Le levier et le levain

Seulement au pays de Paul Biya, 16 583 accidents de la route et 1 500 décès sont enregistrés en moyenne chaque année. La majorité des accidents (soit 93,4%) est survenue en rase campagne avec 2/3 des cas ; plus du tiers (41,2%) s’est produit entre 20 heures et 6 heures sur nos axes routiers et impliquent souvent un ou plusieurs véhicules.

 

À Addis-Abeba, le 6 mai 2019, après avoir mis ces indicateurs en regard, la Commission économique des Nations unies pour l’Afrique (CEA) a conclu que, sur le continent, le Cameroun est parmi les pays africains qui enregistrent le plus de morts à la suite des accidents de la route. Centrée sur la tragédie survenue à la falaise de Santchou (département de la Menoua, région de l’Ouest) au petit matin du 27 janvier 2021, aucune autre marge d’interprétation ne saurait «challenger» la certitude que la vague de sang sur les routes du pays est très haute. 54 morts, de nombreux blessés graves et des dégâts matériels importants, selon le dernier bilan officiel.

En retournant le nombre de personnes décédées ou blessés, ainsi que les carcasses de ferraille, il apparaît bien imprudent d’assurer aujourd’hui que les campagnes portant sur la sécurité routière ont produit des résultats. «Le Cameroun a pris conscience des problématiques de sécurité routière depuis 1983 et a élaboré un cadre institutionnel de lutte qui a abouti en 2009 à l’adoption d’une Stratégie nationale de prévention et de sécurité routières, assortie d’un plan d’actions prioritaires et d’un cadre de dépenses à court et moyen termes. Malheureusement, cette stratégie avant-gardiste intégrant tous les piliers du Plan mondial de la Décennie d’action pour la sécurité routière 2011-2020, adopté plus tard par les Nations unies, n’a pas été utilisée comme cadre de référence de la programmation par les parties prenantes. La mise en œuvre des actions a ainsi été inégale et insuffisamment coordonnée, comme en attestent les résultats en deçà des attentes», lit-on dans le rapport d’évaluation de la performance en matière de sécurité routière (EPSR, août 2018). Ce que veut démontrer ce document (réalisé par le ministère des Transports du Cameroun sous la supervision de la Commission économique pour l’Europe (CEE) et en collaboration avec la CEA), c’est que l’implémentation des mesures pour réduire les accidents de la circulation a échoué. Seule leur évocation, par les milieux que l’on qualifie d’autorisés, sert de levier et de levain à une grande scène qui, depuis des décennies, sert de décor à un rite d’assurance et de réassurance collectives.

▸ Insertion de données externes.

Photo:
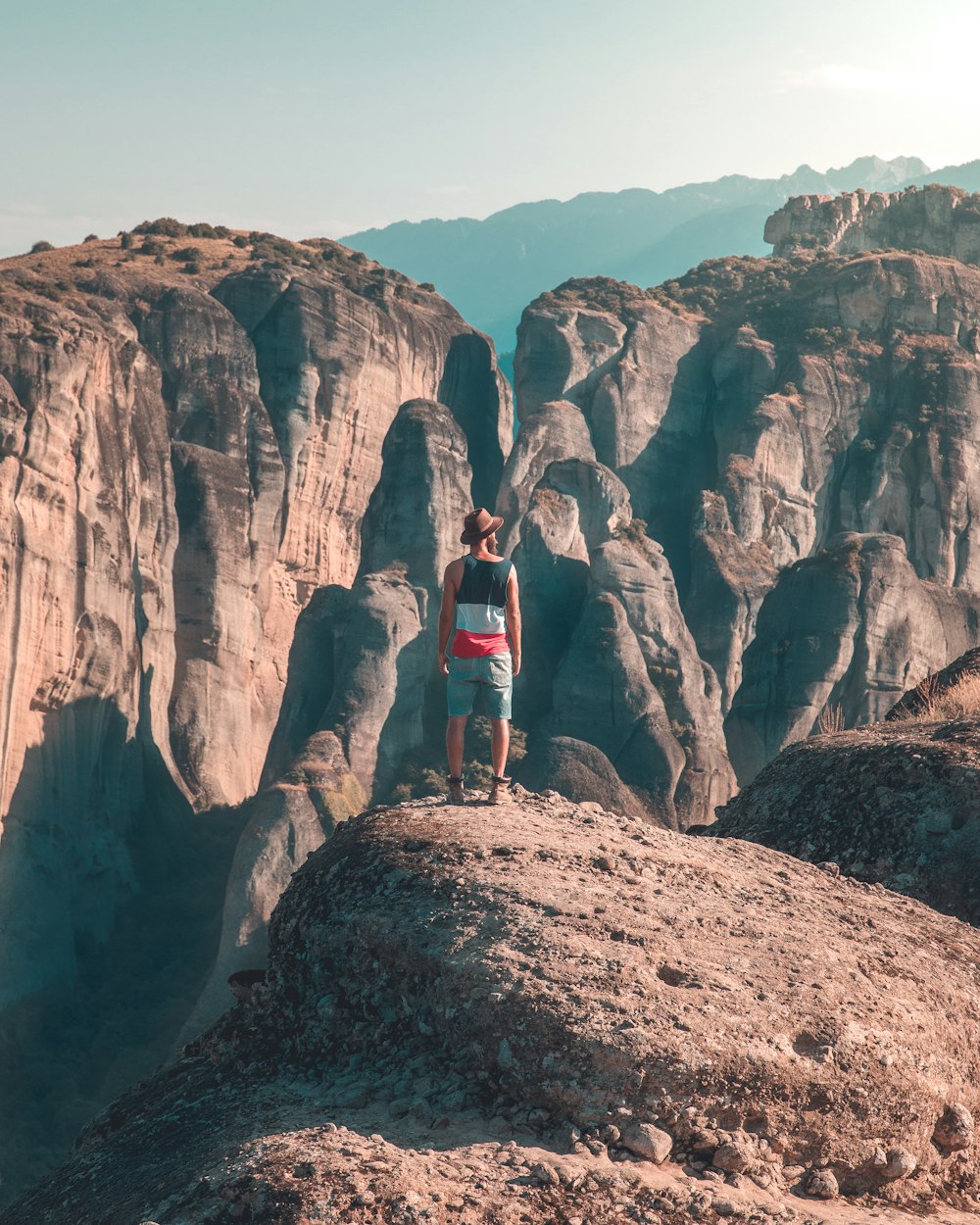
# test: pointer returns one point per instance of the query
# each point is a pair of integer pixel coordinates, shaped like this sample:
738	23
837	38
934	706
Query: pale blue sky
323	118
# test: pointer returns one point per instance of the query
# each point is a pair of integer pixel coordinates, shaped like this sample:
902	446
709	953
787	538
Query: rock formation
186	452
359	670
935	220
798	436
558	1013
893	804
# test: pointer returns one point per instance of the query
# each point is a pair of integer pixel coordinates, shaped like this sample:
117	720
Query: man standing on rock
480	602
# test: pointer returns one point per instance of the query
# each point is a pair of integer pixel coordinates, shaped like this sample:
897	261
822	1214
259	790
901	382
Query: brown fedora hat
479	523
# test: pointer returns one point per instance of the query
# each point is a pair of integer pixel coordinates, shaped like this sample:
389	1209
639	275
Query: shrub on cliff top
167	226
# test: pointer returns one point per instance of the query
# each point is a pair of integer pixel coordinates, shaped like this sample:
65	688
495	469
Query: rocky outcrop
958	682
893	804
843	631
935	220
359	670
611	662
797	435
568	1010
186	454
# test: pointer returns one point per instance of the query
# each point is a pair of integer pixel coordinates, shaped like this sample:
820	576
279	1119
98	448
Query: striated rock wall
755	412
362	665
186	454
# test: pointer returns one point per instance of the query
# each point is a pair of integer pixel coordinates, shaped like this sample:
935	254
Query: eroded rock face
936	220
759	413
846	630
893	804
184	459
362	664
530	996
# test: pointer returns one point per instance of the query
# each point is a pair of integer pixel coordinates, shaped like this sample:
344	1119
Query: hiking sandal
499	789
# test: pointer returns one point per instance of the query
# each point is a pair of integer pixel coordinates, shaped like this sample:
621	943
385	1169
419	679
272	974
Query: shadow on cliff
679	461
102	857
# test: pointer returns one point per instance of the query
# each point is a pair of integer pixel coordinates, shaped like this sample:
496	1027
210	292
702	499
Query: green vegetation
635	532
168	226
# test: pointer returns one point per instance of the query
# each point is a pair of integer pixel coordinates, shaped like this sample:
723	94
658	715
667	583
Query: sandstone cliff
560	1013
936	220
189	441
798	435
361	670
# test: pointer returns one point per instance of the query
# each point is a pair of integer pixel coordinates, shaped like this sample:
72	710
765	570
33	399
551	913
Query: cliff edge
545	1010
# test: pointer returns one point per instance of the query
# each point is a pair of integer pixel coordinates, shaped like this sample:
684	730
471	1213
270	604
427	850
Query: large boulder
893	804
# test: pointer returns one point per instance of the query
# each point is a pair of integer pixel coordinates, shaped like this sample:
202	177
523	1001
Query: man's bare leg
500	741
455	733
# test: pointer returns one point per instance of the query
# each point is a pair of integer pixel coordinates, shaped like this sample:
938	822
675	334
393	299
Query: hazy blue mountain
490	270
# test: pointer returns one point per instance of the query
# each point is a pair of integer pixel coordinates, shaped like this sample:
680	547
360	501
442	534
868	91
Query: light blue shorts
490	675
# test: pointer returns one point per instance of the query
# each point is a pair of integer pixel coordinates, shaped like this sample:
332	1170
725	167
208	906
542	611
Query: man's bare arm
447	612
514	620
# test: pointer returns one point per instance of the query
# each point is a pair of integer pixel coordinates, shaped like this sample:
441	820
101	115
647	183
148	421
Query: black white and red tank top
480	608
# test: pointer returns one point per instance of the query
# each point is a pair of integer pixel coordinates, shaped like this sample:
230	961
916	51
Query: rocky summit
895	803
740	506
548	1012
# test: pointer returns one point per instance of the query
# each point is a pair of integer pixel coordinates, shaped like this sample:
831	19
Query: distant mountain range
490	270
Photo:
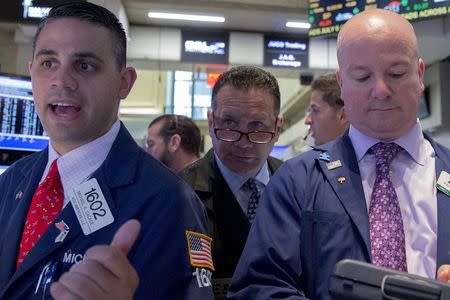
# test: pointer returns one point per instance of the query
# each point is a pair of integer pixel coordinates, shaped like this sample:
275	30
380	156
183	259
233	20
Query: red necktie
45	206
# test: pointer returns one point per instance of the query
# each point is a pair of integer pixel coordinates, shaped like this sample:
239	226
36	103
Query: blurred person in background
174	140
326	117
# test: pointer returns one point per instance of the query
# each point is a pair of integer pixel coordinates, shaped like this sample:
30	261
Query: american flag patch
199	246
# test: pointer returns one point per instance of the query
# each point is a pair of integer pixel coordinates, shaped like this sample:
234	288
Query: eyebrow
85	54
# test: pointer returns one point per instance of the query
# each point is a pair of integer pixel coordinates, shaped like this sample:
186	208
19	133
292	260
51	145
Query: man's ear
280	122
174	143
128	77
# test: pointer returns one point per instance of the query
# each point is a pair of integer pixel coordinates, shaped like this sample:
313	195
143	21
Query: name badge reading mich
90	206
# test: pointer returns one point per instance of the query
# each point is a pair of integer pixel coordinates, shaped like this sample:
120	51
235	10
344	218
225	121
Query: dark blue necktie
255	194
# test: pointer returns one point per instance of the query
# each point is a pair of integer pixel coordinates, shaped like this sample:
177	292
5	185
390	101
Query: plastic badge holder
356	280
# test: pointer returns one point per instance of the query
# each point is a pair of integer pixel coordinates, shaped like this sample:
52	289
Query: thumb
126	235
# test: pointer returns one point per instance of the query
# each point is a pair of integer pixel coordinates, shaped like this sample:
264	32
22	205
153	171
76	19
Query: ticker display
327	16
289	52
204	47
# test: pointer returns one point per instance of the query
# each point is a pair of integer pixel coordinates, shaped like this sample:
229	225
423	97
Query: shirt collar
412	142
235	181
77	165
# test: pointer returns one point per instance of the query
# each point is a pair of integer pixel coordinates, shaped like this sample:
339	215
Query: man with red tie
58	204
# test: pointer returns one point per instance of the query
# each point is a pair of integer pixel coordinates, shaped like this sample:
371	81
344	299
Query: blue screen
2	169
20	128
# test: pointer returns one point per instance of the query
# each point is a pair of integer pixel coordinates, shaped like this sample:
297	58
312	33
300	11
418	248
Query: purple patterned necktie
386	226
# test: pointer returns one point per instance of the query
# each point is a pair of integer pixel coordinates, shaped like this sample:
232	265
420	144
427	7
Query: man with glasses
174	140
244	125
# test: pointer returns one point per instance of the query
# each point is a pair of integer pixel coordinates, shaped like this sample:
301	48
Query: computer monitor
20	128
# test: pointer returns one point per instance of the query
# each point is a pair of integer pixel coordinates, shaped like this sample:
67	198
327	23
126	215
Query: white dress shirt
76	166
413	174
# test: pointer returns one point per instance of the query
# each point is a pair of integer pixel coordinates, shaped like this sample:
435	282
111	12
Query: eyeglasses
256	137
232	135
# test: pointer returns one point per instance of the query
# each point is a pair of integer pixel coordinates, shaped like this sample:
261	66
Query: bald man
371	194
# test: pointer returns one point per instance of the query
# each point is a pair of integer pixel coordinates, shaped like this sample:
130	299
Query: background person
326	117
370	195
78	77
244	123
174	140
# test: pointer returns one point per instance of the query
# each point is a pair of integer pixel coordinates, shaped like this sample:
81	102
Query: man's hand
105	272
444	273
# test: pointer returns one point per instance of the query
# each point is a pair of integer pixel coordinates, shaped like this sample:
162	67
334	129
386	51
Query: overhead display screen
327	16
205	47
287	52
27	11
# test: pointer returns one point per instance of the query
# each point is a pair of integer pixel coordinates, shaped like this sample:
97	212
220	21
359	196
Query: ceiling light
303	25
199	18
138	111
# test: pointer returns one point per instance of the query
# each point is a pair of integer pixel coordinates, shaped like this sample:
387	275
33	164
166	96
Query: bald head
377	24
380	74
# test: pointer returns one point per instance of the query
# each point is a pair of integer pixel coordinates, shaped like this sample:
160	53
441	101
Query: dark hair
93	13
328	85
246	78
183	126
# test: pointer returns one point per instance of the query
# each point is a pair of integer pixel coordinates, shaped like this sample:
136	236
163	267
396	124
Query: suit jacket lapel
24	194
115	171
346	182
443	208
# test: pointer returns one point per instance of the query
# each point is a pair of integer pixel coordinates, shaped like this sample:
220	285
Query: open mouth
65	110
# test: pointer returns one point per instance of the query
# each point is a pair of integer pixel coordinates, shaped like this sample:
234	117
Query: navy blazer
227	223
308	221
135	186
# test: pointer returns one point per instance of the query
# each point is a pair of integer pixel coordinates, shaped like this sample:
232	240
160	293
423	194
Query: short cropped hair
328	85
247	78
86	11
183	126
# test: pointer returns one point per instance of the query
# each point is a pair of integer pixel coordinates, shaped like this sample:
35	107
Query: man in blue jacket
370	195
58	203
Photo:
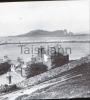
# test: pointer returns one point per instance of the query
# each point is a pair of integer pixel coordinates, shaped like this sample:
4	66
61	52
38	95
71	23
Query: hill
56	33
69	81
43	33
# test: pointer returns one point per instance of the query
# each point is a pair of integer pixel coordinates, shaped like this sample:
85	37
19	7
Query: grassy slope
61	82
76	83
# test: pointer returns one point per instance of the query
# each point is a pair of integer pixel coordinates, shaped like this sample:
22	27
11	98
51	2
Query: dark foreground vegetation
4	67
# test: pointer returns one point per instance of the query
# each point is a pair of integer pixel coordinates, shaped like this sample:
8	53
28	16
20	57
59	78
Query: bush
8	88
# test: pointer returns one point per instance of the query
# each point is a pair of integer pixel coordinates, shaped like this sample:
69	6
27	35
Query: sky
22	17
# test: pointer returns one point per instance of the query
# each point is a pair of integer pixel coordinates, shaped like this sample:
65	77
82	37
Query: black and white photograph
44	50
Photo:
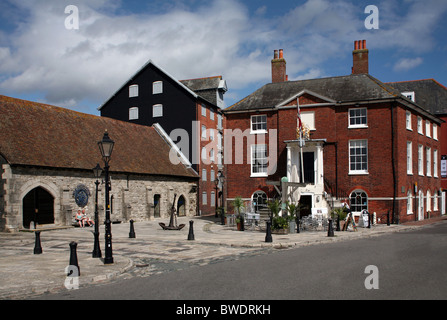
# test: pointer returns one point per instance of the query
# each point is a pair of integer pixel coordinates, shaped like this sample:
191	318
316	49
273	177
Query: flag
300	124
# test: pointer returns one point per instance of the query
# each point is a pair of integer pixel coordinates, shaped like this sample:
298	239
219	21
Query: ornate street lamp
221	178
106	148
216	186
96	249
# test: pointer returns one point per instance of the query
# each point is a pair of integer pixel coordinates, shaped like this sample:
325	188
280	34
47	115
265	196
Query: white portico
305	165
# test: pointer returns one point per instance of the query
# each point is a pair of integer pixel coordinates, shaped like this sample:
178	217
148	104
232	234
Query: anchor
173	221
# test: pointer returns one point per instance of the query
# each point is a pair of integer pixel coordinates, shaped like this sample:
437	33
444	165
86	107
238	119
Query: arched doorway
157	206
181	206
259	200
38	205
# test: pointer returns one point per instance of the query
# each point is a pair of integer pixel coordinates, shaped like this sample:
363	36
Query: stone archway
181	206
38	206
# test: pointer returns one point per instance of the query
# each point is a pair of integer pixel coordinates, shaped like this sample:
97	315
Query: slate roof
358	87
354	88
37	134
429	94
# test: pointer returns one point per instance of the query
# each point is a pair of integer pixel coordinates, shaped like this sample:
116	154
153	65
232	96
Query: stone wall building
47	155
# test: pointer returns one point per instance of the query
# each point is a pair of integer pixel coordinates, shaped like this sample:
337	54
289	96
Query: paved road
410	265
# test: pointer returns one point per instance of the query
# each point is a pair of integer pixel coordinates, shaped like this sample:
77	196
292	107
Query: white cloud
92	62
406	64
217	37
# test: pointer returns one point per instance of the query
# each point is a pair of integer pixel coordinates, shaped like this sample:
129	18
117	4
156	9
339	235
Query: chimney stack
360	63
279	67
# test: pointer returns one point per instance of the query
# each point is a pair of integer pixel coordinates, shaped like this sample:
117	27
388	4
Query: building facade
432	96
47	155
361	140
189	111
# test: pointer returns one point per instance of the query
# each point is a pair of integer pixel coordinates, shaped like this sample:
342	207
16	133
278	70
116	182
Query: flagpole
300	126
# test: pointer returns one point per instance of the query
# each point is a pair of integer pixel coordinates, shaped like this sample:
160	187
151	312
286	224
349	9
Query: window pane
157	87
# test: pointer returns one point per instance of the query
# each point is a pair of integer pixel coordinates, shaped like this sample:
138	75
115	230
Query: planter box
280	231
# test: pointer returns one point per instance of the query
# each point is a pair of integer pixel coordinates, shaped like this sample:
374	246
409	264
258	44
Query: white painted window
308	119
133	113
435	163
421	160
213	199
420	129
428	161
410	95
133	91
258	123
259	160
157	110
358	156
408	120
409	157
358	118
409	202
157	87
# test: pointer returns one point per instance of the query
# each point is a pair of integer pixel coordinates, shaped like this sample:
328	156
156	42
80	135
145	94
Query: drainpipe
335	144
395	218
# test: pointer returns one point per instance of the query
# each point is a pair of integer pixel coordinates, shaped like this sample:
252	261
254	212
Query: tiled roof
349	88
37	134
429	94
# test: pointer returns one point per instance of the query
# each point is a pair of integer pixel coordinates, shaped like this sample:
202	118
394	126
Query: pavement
24	274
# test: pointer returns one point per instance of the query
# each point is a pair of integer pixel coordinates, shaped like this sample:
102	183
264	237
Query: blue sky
42	60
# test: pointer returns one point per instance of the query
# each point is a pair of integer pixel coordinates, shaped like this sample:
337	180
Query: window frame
263	124
351	147
133	113
255	162
133	90
157	106
409	157
408	120
354	195
350	117
157	87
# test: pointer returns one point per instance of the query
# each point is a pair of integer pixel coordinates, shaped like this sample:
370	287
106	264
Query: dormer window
157	87
133	91
409	95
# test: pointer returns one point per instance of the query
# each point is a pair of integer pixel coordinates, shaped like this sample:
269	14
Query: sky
78	58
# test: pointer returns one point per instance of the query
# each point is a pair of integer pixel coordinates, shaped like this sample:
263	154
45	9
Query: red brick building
363	141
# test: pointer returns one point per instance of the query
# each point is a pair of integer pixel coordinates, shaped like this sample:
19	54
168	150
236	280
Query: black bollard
330	230
132	230
191	231
74	258
268	234
37	246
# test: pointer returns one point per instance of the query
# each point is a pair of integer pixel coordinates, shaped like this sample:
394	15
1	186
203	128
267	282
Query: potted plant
339	213
238	204
279	224
291	210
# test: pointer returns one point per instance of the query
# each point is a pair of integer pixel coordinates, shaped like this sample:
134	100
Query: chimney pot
360	58
279	67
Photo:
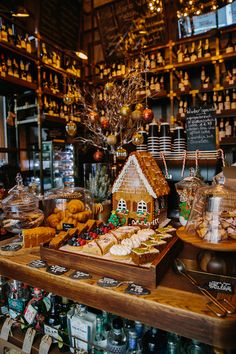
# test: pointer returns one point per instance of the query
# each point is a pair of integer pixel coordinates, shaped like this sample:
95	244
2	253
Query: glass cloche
213	214
186	189
21	209
67	207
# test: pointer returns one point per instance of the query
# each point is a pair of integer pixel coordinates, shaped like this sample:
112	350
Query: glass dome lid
213	214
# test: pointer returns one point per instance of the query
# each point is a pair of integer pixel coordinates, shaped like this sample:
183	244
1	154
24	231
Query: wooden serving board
143	275
225	246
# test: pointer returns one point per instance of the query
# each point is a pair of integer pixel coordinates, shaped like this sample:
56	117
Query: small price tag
57	270
80	275
37	263
136	289
45	344
108	282
28	340
30	314
67	226
6	328
220	286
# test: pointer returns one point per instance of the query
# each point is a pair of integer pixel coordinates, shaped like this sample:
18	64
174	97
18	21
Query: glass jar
21	209
186	190
67	207
213	215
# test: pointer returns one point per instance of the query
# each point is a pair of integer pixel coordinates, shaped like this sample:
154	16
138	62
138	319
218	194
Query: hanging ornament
137	115
148	115
93	116
121	153
125	111
109	87
139	107
137	138
98	155
104	122
111	139
68	98
71	128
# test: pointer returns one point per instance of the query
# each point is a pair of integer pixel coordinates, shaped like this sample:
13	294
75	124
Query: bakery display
21	209
71	206
213	215
139	193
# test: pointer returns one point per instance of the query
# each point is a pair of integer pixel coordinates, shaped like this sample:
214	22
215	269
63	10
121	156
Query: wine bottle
222	129
193	55
229	46
206	51
233	102
180	54
227	104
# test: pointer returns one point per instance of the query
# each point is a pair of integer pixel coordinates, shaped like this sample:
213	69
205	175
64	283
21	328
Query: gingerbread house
140	190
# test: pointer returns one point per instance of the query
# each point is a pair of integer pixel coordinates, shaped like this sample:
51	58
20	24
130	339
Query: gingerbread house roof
148	171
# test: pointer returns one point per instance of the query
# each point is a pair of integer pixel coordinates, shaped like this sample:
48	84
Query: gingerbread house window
142	206
121	204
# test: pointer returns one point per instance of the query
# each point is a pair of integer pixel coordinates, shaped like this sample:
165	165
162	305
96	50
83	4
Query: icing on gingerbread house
140	190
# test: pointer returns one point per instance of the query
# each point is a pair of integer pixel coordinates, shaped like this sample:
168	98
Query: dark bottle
63	337
229	46
150	341
36	310
116	341
52	321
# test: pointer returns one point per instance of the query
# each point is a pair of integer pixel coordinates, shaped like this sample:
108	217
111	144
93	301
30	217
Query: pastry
59	240
142	255
120	252
75	206
34	237
105	242
92	248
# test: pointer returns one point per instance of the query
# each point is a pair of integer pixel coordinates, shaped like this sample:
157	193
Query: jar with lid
67	207
21	209
186	189
213	214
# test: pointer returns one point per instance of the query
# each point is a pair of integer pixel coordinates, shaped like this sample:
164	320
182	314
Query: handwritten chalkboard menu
118	24
200	128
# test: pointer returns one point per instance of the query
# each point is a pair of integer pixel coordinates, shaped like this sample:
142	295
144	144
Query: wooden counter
175	305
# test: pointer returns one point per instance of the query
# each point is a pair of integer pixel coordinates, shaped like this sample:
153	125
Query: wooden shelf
175	305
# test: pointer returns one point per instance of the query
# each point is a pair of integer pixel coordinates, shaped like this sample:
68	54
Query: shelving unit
18	83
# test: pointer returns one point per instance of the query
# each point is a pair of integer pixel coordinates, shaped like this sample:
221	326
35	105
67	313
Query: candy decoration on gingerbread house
139	193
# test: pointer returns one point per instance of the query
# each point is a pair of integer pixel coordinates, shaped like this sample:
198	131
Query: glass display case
58	164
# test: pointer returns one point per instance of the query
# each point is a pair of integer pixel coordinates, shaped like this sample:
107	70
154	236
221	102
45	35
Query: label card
57	269
220	286
201	128
80	275
135	289
66	226
28	340
45	344
108	282
6	328
37	263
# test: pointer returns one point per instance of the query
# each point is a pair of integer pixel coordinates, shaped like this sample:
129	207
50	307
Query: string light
197	7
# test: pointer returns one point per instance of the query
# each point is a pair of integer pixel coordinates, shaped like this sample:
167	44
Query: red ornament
98	155
104	122
93	116
148	115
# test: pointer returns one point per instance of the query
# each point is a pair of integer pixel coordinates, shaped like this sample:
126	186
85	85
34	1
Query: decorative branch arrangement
114	120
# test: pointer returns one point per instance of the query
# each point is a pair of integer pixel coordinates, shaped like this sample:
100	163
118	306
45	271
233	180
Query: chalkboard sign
200	128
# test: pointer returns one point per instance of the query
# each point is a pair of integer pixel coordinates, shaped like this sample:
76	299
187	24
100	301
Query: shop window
121	204
142	206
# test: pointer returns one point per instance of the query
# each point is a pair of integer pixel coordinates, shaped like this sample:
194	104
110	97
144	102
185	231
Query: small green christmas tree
113	219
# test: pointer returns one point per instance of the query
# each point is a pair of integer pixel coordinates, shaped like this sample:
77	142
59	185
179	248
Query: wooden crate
142	275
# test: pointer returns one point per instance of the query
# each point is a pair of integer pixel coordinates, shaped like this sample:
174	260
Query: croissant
75	205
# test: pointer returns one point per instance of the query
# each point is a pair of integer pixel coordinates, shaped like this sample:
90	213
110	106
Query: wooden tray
109	268
226	246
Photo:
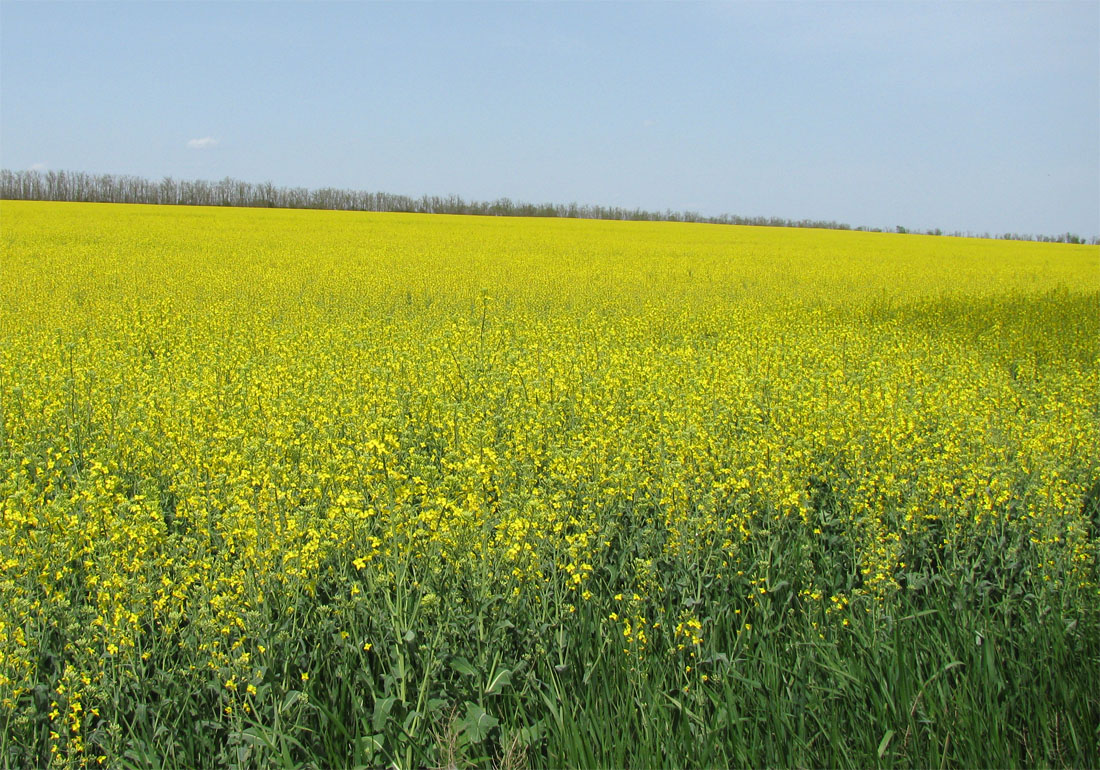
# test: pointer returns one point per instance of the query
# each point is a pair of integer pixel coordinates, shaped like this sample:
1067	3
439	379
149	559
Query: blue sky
972	117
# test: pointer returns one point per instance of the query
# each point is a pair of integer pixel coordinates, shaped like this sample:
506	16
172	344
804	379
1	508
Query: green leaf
382	708
501	680
463	667
477	723
884	743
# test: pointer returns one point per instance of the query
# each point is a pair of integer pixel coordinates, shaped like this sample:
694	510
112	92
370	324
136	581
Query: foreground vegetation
305	488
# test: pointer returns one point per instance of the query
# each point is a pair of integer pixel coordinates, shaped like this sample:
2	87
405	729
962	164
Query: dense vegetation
320	488
111	188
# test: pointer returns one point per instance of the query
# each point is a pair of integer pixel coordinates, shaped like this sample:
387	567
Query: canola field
317	490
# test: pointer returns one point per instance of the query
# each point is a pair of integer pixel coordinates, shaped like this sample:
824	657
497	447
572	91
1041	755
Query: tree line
116	188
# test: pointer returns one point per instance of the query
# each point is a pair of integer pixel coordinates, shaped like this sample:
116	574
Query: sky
974	117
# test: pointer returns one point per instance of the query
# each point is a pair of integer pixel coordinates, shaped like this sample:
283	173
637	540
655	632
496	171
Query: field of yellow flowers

Chez nous, le code de la route a perdu son brevet de respectabilité ; la corruption est devenue une forme de convenance sociale. Car comment comprendre (pour revenir à la tragédie de Santchou) qu’un véhicule transportant du carburant frelaté, roulant à tombeau ouvert puisse passer aux postes de contrôle ? Comment a-t-on convaincu un ministre de ne pas maintenir l’interdiction des voyages de nuit ? Comment s’obtient un permis de conduire ? Qu’appelle-t-on visite technique chez nous ? Quel est l’état de nos routes ? On n’en sait pas grand-chose. En tout cas, le risque est grand, pour celui qui trouve réponse à ce type d’interrogation, de ne plus être considéré comme membre du club de la raison… et, de facto, qualifié de fou. Et pourtant, il y a une réalité sur nos routes : tout se monnaie. Cette réalité-là, on la problématise souvent en recourant aux illusions de la communication au détriment de l’application de la loi. À front renversé, il se pourrait que la Stratégie nationale de prévention et de sécurité routières n’a pas effacé les aspérités de sa genèse pour capter à son profit les principes régaliens.